Parenting demands much patience and inner strength. Our children deserve our patience and strength more now than perhaps they ever did. Not just our children, WE need access to patience and inner strength for our own wellbeing. This practice can be enormously useful in releasing charged energy in relationships and help us find our way back to a less rocky trail.
Being relatively free from inner charge, being able to stay in your own presence of being and make choices regarding your responses to others are naturally difficult at this time.
So what we are working with is slowly, almost delicately untangling from charged reactions so we can be with each other with as much ease of being as possible. From there, without the entangled charged tension, there is more inner space — revealing solutions and perspectives that we might otherwise miss.
As you ask yourself the question, first wait and see what arises, notice any thoughts, images, emotions and sensations. You don’t have to agree, just accept that yep, you resist that about him. You may not like what comes up. That’s ok. Just allow yourself to accept what arises.
Hold the question in your awareness as you wander through the day. And / or, sit down and write your responses. Whatever is going to help you is just fine.
It goes like this:
What do I resist about ________?
What do I resist about the way _______ thinks?
What ELSE do I resist about the way ______ thinks?
What do I resist about their behavior, what ______ does?
What ELSE do I resist about the way ______ acts?
What do I resist about how _____ feels?
What ELSE do I resist about how _____ feels?

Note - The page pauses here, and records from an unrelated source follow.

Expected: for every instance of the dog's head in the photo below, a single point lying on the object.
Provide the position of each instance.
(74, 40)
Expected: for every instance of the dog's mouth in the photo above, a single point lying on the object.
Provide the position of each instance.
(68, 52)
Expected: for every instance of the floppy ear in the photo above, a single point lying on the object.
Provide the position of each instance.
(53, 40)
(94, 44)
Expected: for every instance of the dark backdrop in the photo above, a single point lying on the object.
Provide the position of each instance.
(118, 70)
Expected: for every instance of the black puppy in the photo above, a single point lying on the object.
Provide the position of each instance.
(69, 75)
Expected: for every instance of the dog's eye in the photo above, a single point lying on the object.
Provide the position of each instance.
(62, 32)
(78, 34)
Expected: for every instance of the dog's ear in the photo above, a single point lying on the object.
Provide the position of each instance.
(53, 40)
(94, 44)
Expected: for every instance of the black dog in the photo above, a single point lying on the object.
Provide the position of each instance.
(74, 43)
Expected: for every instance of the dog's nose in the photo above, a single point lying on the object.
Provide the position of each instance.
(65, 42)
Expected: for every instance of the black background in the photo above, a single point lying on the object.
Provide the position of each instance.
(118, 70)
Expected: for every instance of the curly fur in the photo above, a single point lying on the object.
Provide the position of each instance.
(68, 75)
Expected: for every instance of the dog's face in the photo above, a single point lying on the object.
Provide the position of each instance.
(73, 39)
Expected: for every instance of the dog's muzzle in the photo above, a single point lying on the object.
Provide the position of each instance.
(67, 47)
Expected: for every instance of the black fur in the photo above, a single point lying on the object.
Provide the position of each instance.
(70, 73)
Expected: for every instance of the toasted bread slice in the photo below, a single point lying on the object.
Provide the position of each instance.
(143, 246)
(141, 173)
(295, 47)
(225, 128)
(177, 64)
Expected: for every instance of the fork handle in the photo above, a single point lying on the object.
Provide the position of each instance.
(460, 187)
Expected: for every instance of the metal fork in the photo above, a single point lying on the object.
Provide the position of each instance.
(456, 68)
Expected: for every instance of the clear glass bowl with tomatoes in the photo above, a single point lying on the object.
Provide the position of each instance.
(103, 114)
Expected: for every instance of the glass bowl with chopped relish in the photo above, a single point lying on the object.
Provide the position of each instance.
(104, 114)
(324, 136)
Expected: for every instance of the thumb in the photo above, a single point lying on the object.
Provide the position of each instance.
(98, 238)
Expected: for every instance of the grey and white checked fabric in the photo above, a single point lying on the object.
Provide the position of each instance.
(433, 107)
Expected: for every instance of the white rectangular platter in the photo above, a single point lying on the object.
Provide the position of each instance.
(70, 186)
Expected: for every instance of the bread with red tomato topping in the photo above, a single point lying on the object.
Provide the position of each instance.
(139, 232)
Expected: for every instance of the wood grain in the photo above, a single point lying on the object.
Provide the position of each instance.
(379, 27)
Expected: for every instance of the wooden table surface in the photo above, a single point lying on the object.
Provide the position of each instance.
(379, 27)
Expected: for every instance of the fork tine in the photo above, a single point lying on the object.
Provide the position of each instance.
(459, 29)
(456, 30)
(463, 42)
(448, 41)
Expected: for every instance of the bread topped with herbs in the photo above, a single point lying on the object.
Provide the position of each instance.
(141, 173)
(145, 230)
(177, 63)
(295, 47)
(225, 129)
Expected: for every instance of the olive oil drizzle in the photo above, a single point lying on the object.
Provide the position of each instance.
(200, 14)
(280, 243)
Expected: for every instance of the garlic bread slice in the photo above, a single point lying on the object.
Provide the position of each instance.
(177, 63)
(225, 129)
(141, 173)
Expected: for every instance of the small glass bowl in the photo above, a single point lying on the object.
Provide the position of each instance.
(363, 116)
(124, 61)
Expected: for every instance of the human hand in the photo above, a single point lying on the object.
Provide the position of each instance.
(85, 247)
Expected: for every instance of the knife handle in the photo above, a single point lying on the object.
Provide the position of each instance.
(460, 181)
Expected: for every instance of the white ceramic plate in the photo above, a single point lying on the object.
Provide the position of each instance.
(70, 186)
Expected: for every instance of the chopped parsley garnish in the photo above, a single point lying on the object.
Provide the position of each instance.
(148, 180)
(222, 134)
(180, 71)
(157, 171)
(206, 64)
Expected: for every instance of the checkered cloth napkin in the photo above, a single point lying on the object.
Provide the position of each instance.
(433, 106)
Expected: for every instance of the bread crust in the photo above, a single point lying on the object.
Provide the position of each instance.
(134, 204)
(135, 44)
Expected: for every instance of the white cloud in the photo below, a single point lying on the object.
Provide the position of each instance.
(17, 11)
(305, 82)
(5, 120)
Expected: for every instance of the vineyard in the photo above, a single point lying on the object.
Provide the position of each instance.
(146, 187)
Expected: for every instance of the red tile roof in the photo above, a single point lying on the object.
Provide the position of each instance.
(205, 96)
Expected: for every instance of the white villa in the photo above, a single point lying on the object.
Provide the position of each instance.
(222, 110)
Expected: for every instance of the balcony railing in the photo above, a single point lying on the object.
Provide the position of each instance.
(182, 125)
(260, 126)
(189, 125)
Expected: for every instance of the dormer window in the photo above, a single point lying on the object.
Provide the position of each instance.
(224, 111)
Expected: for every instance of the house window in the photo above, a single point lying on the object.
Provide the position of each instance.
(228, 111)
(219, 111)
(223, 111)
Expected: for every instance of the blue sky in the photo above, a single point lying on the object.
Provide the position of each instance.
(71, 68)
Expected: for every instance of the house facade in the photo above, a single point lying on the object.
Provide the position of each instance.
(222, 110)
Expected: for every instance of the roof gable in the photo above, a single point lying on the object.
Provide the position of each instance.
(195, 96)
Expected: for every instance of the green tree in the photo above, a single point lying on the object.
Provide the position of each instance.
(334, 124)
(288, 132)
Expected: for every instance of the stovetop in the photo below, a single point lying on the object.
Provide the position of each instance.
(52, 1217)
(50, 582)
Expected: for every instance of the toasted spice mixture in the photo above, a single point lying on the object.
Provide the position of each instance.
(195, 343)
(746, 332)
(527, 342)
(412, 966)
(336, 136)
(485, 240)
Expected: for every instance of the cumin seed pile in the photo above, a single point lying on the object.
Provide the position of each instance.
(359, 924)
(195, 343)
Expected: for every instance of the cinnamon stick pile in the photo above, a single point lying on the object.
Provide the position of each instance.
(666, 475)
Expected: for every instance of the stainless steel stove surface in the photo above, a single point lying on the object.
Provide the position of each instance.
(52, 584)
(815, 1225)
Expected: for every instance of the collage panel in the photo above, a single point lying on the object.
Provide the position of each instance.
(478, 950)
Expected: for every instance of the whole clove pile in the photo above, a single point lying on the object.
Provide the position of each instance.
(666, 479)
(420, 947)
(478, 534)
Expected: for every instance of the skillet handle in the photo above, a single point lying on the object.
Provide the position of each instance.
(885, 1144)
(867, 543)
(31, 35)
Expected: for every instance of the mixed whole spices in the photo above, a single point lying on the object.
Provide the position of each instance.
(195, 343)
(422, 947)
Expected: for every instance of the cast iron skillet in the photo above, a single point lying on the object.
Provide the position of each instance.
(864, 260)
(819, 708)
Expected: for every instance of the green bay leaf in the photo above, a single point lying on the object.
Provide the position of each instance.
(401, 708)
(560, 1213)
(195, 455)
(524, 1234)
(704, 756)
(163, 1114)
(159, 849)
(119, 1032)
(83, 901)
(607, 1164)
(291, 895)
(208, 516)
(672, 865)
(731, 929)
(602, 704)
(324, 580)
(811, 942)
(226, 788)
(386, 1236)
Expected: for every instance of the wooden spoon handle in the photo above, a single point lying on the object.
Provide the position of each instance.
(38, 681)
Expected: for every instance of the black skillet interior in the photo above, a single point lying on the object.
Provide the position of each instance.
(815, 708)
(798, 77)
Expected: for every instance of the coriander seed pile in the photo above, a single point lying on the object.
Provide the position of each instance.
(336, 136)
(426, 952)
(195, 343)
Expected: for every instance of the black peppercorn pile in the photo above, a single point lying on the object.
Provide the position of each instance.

Then take the game higher, flip to another person’s perspective about you — as if you are looking at yourself over their shoulder, through their eyes.
As (the other person), what do I resist about _____ ?
Or you can ask what does _____ resist about me?
What does _____ resist about how I think?
What ELSE does _____ resist about the way I think?
What does _____ resist about how I behave or act?
What ELSE does _____ resist about I act?
What does ______ resist about how I feel?
What ELSE does ______ resist about I feel?
Then explore, from their point of view, What does _____ appreciate about me?
What ELSE does ______ appreciate about me? About the way I think? What I do? How I act? How I feel?
The idea here is to keep going at this, back and forth from your perspective until empty and then their perspective until you come to an inner spaciousness that is empty of thoughts, images, emotions or sensations. This can take days. But what else are you going to do? We are all in the middle of a pandemic with people we care about and bump into.
It can be valuable to close your practice with metta, lovingkindness.
May you be happy.
May you be free from inner and outer harm.
May you be healthy and strong.
May you feel peace and ease of being.
May you be free.
Willa got a haircut. She resisted in places, but she seems pretty doggone proud of herself now.